Test Bitdefender Internet Security 22.0 for Windows 10 (181491)

On a high-end system, like you said, 23% slower launching of popular webpages by bitdefender. A significant slowdown if I don't say so myself.

Norton slows down the browsing of web-pages on a high end PC by 14%
Test Norton Norton Security 22.12 for Windows 10 (181416)

Avira seems fairly fast here with only 6% slower launching of popular webpages: Test Avira Antivirus Pro 15.0 for Windows 10 (181480)
However Av-Comparatives indicates that Avira has a significant performance impact when downloading files: Performance Test April 2018 | AV-Comparatives
Which is odd, because AV-Test shows that Avira is relatively quick at this, and probably indicative that the performance impact differs from system to system. But this begs the question. If Cylance can match and beat the detection rate of these products without this kind of negative performance impact why use this type of protection at all.
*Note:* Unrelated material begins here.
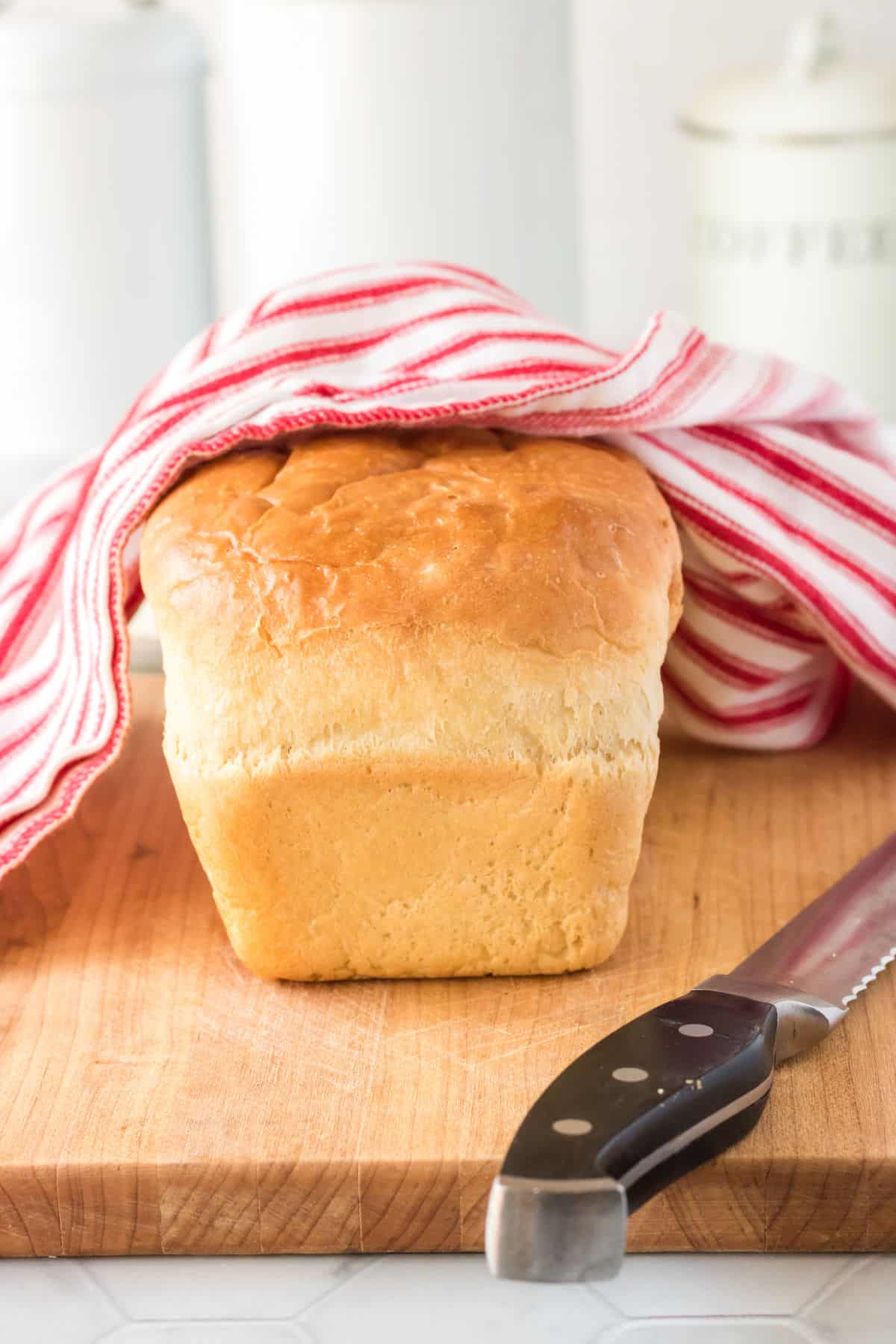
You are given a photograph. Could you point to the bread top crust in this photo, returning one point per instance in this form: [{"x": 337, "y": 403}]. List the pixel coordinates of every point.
[{"x": 546, "y": 544}]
People with high-end PCs, particularly in the enthusiast markets are paying several hundreds of dollars for 10%+ performance. How do you think they feel about losing 14% of that to their anti-malware?

Protecting against undetected malware sounds like the webroot approach. It's not without merit, but I'd much prefer something with a high initial detection rate because I feel like remiditation is a fools game at best. I would much rather be notified post-infection and start over fresh.